Ti cocked her head to the side, and I felt hopeful for a second.

‘I can’t do it, Rosie. I can’t do it to Phe.’

‘And what about what she’s doing to you?’

We could just about hear the sea from here, rearranging the stones at Durgan again and again like the world’s biggest obsessive compulsive, and I forced myself to say the thing I’d been thinking for a long time, that I’d never dared say before.

‘Ti, what if your sister needs proper help?’

‘She just needs to start again,’ Ti said too quickly. ‘We both do. A fresh start, that’s all. Listen, I’ll talk to her. I’ll see what she says. Just promise me you won’t do anything. Not until then.’

Forty-eight

Durgan Beach was fuller than on a hot day in August. Near the cliffs to the east, on the rocks where the girls had left their clothes stood Dad’s sound system and generator and a tower of speakers. From Will’s shed Ti and Ophelia would be able to hear the speeches. That’s what I’d latched on to as the sun rose. Too agitated to sleep I’d written my speech, trying hard to work out what I wanted to say. What I
needed
to say. What combination of words must Ti hear to realize what was right?

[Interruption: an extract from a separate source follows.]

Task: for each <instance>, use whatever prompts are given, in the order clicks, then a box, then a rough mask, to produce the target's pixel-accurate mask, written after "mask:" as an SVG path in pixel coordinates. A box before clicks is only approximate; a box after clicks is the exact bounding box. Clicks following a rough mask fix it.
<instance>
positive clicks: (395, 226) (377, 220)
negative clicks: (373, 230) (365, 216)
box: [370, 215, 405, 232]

Here and there candles in jars flickered against the dark, and the sea rushed in and out. Dad held a clipboard and answered questions, and I couldn’t help smiling. He and his activist friends wore T-shirts emblazoned with
SISTERS COME BACK
, and I was glad he hadn’t listened to me when I told him being on their side now made him look like a hypocrite.

A banner with the same words hung from a table full of bottles of pop and plastic cups that Mum attended to, seated in the deckchair Dad had set up for her. Her medication seemed to be working, and she had persuaded Dad to let her try attending tonight. ‘How could I miss our daughter’s first speech?’ she’d said, and Dad had caved.

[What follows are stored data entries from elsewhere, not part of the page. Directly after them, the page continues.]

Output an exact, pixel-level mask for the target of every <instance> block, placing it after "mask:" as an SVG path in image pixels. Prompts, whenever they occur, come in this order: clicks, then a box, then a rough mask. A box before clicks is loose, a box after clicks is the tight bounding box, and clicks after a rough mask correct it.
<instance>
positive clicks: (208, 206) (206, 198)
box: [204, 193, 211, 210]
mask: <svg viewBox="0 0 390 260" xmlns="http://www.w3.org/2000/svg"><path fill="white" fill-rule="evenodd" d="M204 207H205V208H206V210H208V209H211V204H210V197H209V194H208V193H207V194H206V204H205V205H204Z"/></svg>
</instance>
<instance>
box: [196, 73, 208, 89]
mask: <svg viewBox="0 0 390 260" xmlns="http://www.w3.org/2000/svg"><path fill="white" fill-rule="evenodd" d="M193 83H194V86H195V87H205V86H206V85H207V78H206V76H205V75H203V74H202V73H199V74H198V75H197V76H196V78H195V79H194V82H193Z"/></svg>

It was like fireworks exploding inside my chest, seeing how much effort people had made. There was no way Ti could leave when she saw the turnout.

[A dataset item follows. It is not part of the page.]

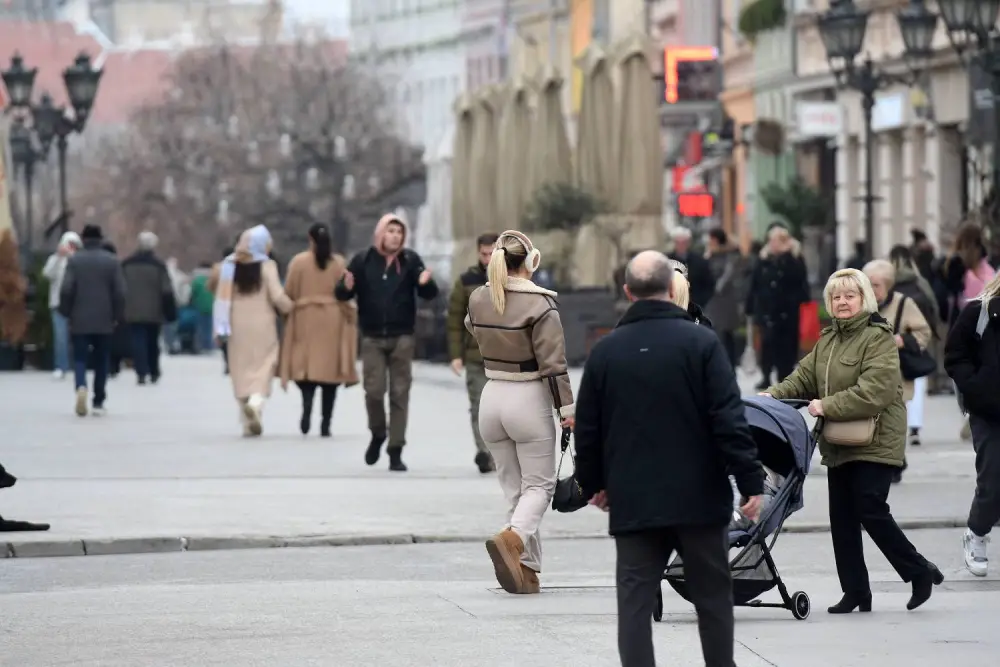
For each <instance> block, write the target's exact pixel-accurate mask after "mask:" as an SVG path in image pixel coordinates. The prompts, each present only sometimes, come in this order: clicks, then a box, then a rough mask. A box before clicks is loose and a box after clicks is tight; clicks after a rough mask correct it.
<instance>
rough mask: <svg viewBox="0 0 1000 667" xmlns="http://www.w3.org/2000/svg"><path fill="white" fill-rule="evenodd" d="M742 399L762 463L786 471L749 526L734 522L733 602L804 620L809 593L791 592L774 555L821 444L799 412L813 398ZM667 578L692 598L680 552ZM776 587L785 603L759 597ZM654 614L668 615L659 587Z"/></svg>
mask: <svg viewBox="0 0 1000 667" xmlns="http://www.w3.org/2000/svg"><path fill="white" fill-rule="evenodd" d="M743 403H744V406H745V407H744V411H745V414H746V418H747V422H749V424H750V430H751V432H752V433H753V439H754V442H756V443H757V450H758V456H759V457H760V461H761V463H762V464H763V465H764V466H766V467H767V468H770V469H771V470H773V471H774V472H776V473H777V474H779V475H781V477H782V478H783V480H782V482H781V484H780V486H779V488H778V489H777V491H776V493H775V495H774V497H773V498H772V499H771V502H770V504H769V505H768V506H767V507H766V508H765V509H764V510H763V511H762V512H761V516H760V520H759V521H758V522H757V523H755V524H753V525H751V526H750V527H749V528H748V529H747V530H734V529H733V528H732V527H730V532H729V548H730V549H739V553H737V554H736V556H735V557H734V558H733V559H732V560H731V561H730V562H729V568H730V570H732V574H733V603H734V604H735V605H736V606H740V607H770V608H773V609H787V610H789V611H790V612H792V615H793V616H794V617H795V618H797V619H798V620H800V621H802V620H805V619H806V618H808V617H809V612H810V610H811V603H810V601H809V596H808V595H806V594H805V593H803V592H802V591H797V592H795V593H792V594H791V595H789V593H788V589H787V588H785V583H784V582H783V581H782V580H781V576H780V575H779V574H778V567H777V566H776V565H775V564H774V559H773V558H772V557H771V550H772V549H773V547H774V543H775V541H777V539H778V535H779V534H780V533H781V528H782V526H783V525H784V523H785V519H787V518H788V517H789V516H791V515H792V514H793V513H794V512H797V511H798V510H800V509H802V506H803V501H802V486H803V484H804V483H805V480H806V475H807V474H808V473H809V463H810V462H811V461H812V455H813V451H814V450H815V448H816V441H815V432H812V433H810V431H809V428H808V427H807V426H806V422H805V420H804V419H803V418H802V415H801V414H799V412H798V409H799V408H802V407H805V406H806V405H808V401H799V400H790V401H778V400H775V399H773V398H768V397H766V396H753V397H748V398H745V399H743ZM820 421H821V420H820ZM768 538H770V539H768ZM663 578H664V579H665V580H666V581H667V583H669V584H670V587H671V588H673V589H674V590H675V591H677V593H678V594H679V595H680V596H681V597H682V598H684V599H685V600H690V599H691V598H690V597H689V596H688V593H687V582H686V581H685V579H684V561H683V558H682V555H681V554H675V555H674V557H673V559H672V560H671V561H670V564H669V565H668V566H667V569H666V571H665V572H664V574H663ZM775 587H777V589H778V593H779V594H780V595H781V602H780V603H777V602H762V601H760V600H759V599H758V598H759V596H760V595H762V594H763V593H766V592H767V591H769V590H771V589H773V588H775ZM653 620H654V621H657V622H659V621H661V620H663V591H662V590H661V591H658V592H657V599H656V608H655V611H654V612H653Z"/></svg>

Joey was babbling about what he was going to say when she revealed herself. He was going to give her a cuddle, and then tell her off, but not too much, because she would already be feeling bad, plus her mum and dad would be planning to tell her off properly . . .

Walking here, the streets had been busy with a mixture of kids from school and people from Ti’s church, as well as a handful of overweight customers I recognized from bleary mornings waiting for Ti at the De Furia café. There were teachers and shopkeepers too, though no sign of Kes or Ms Chase. Her absence hovered over proceedings, and I wondered how she was. Dad swore that when it came to hospitals no news was good news, and I hoped that he was right.

Kids dodged around in gangs, setting up little games and making the most of being allowed out late. They ran and whooped, wound up by the idea of a disappearance, while curious detached adults sipped from paper cups. Dad had made it into an event.

A canny student had cycled down a freezer and generator and was selling ice creams to a growing queue of excitable kids, and Joey tugged at my arm, begging for money to get one. I found a pound in the bottom of my bag, and off he went, fist tight round his money, positive things were going to turn out okay. It was only two minutes to Will’s shed from here, I could see what Ti was making of all this, while Joey queued.

It was tough running up the narrow cliff path with all the oncoming traffic, but I made it, scanning the hedgerows as I went. The wild area around Daphne’s bench was clear too. There was just the odd cluster of people now; most of those who were going to attend had already taken their places. The attic light was on at Kiaru’s house, which made my stomach flip, but the summer house was empty. Too early for Ti to be there.

Will’s house looked empty too, as I let myself through the gate. There was nobody in the shed. Or so I thought, until I looked down to find Will, Ti and Ophelia huddled together on the floor beneath a blanket.